Andava pela calçada com os passos apressados. Passo a passo desenhando a trajetória de seu próprio destino. Que, de um jeito ou de outro, só importava a ele mesmo. Apenas o próprio menino se responsabilizaria por tudo o que fizesse ou deixasse de fazer. Como sempre foi.
As lagrimas escorriam transpareciam o coração estraçalhado. Uma imensidão de pensamentos rodeava sua mente enquanto, da sua boca, não saia uma palavra. Sentia vontade de gritar, esbravejar, culpar a todos. Mas, do que adiantaria? Era sentimental por nascença e temia ter que carregar isso até o resto da vida.
Nunca fora introspectivo. A vida lhe tornara assim. Aprendeu a guardar consigo absolutamente tudo o que lhe assombrava. Em algum momento da sua vida decidiu que os outros não o entediam. Que não lhe restava ninguém além de si mesmo que pudesse confiar. Pensamento que o levou a completa solidão. A pior de todas. A que, mesmo rodeado de pessoas, sentia-se só.

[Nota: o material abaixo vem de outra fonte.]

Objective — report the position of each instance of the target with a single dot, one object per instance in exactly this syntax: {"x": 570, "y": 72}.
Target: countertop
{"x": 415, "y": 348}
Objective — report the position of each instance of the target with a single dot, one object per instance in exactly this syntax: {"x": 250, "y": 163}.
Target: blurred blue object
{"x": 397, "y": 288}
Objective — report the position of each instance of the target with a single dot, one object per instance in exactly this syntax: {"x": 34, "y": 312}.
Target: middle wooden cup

-1,90, senhor. – Era o preço da passagem ao seu pequeno paraíso idealizado.
Uma pequena escadaria o distanciava daquilo que nunca estivera tão decidido em realizar. Acostumara-se com a imparcialidade. Nunca dera sua opinião incisivamente. Por algum motivo, tinha medo. Medo do que? O que era tão tenebroso? Não obtinha respostas.
Ao seu ritmo acelerado, um a um, descia os degraus. Até que, de repente, viu um senhor. O semblante era triste e podia jurar que estava chorando. Os passos eram lentos mas decididos. Aparentava lá seus 50 anos apesar da cabeça, quase toda, coberta por fios brancos. De certa forma, se viu naquele homem. Tentou imaginar sua história e o que viveu até aquele momento. Teria filhos, talvez netos? Seria casado ou divorciado? O que o levou àquela situação de suposta nostalgia? Tentava adivinhar.
Dedicou seu tempo a observá-lo. Seu andar era austero e ao mesmo tempo confuso. Parecia um pouco perdido. Segurou a vontade de perguntá-lo se queria ajuda em algo. Seus olhos eram calmos e vagos. Não se fixavam em um ponto específico. Sua postura aparentava cansaço. Imaginou ser algo normal, mas, continuou na tarefa de tentar decifrá-lo. Estava tão focado nesse objetivo que acabou por esquecer aquele que o levara até ali.
Os faróis fortes indicavam que o trem estava por chegar. A luz cegante o confundiu e o distraiu. Ouviu um barulho alto e alguns gritos agudos vindo da direção em que o senhor estava. Imediatamente redirecionou seus olhos na direção em que estavam anteriormente. O homem não estava mais lá e, em seu lugar, havia se juntado um pequeno aglomerado de pessoas. E, todas aparentavam uma cara de sofrimento.
Passou alguns minutos a entender a situação. E mais alguns outros a observar o ocorrido. Os olhar do menino mudara. Certo, por fim, que já era o bastante. Deu meia volta e subiu as escadas. Direcionou-se a saída do local. Mais um lance de escada e estaria na superfície. E, a cada degrau que subia, menos restava para alcançar o novo mundo que o esperava de braços abertos.